2. The firm may repurchase a fraction of outstanding bonds at a special call price associated with the sinking fund provision (they are callable bonds).
3. The firm has the option to repurchase the bonds at either the market price or the sinking fund price, whichever is lower. To allocate the burden of the sinking fund call fairly among bondholders, the bonds chosen for the call are selected at random based on serial number. The firm can only repurchase a limited fraction of the bond issue at the sinking fund price. At best some indentures allow firms to use a doubling option, which allows repurchase of double the required number of bonds at the sinking fund price.
4. A less common provision is to call for periodic payments to a trustee, with the payments invested so that the accumulated sum can be used for retirement of the entire issue at maturity: instead of the debt amortizing over the life, the debt remains outstanding and a matching asset accrues. In this way a fund is built up with the intention of paying off the debt in full at a specified future date instead of directly paying the debt down over time. This method was popular in the 1980s-90's in the UK household mortgage market.

===Benefits and drawbacks===
For the organization retiring debt, it has the benefit that the principal of the debt or at least part of it, will be available when due, so that the organization does not need to pay a large amount of money when due, and thus a heavy disruption to the financial position of the organization can be avoided. For the creditors, the fund reduces the risk the organization will default due to financial hardship caused by the large payment, when the principal is due: it reduces credit risk.

However, if the bonds are callable, this comes at a cost to creditors, because the organization has an option on the bonds:

- The firm will choose to buy back discount bonds (selling below par) at their market price,
- while exercising its option to buy back premium bonds (selling above par) at par.

Therefore, if interest rates fall and bond prices rise, a firm will benefit from the sinking fund provision that enables it to repurchase its bonds at below-market prices. In this case, the firm's gain is the bondholder's loss – thus callable bonds will typically be issued at a higher coupon rate, reflecting the value of the option.

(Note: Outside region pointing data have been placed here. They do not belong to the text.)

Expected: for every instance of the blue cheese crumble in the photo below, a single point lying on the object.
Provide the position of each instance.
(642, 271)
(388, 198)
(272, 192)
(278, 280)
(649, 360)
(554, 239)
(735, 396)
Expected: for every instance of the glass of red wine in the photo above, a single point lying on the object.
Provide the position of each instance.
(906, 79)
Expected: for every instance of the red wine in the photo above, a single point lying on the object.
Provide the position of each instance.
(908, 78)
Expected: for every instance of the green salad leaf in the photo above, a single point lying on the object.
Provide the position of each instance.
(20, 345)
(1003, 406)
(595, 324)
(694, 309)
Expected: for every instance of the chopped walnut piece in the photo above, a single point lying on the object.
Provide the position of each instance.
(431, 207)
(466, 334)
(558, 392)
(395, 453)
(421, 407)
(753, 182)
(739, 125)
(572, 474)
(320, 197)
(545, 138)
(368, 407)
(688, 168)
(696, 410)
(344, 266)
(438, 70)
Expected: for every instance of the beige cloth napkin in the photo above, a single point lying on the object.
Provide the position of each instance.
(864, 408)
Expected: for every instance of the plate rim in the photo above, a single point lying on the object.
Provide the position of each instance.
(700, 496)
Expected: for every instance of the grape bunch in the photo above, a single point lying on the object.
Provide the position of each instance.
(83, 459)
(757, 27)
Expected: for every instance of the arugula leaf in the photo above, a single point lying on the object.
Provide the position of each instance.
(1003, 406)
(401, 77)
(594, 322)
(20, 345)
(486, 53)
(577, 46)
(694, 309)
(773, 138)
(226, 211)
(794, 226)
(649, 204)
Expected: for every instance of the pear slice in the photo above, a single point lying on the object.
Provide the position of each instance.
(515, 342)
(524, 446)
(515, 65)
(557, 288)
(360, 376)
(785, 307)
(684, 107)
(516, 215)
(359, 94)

==Modern context - capital expenditure==

Sinking funds can also be used to set aside money for purposes of replacing equipment as it becomes obsolete, or major maintenance or renewal of elements of a fixed asset, typically a building.

Historically, the term "sinking fund" was only used to refer to replacement of an asset and "reserve fund" was used for major maintenance or renewal. However, since the mid-2010s the terms are now used interchangeably in the United Kingdom.

===Other applications===
Though the term is often associated to business situations, it has gained popularity as a term people use when they use zero-based budgeting or cash envelope budgeting. In this application, the term "sinking fund" represents a type of category in a person's budget that they allocate money towards for future expenses including those that are long-term and short-term. Money is often allocated towards these sinking funds and can be taken out at any time.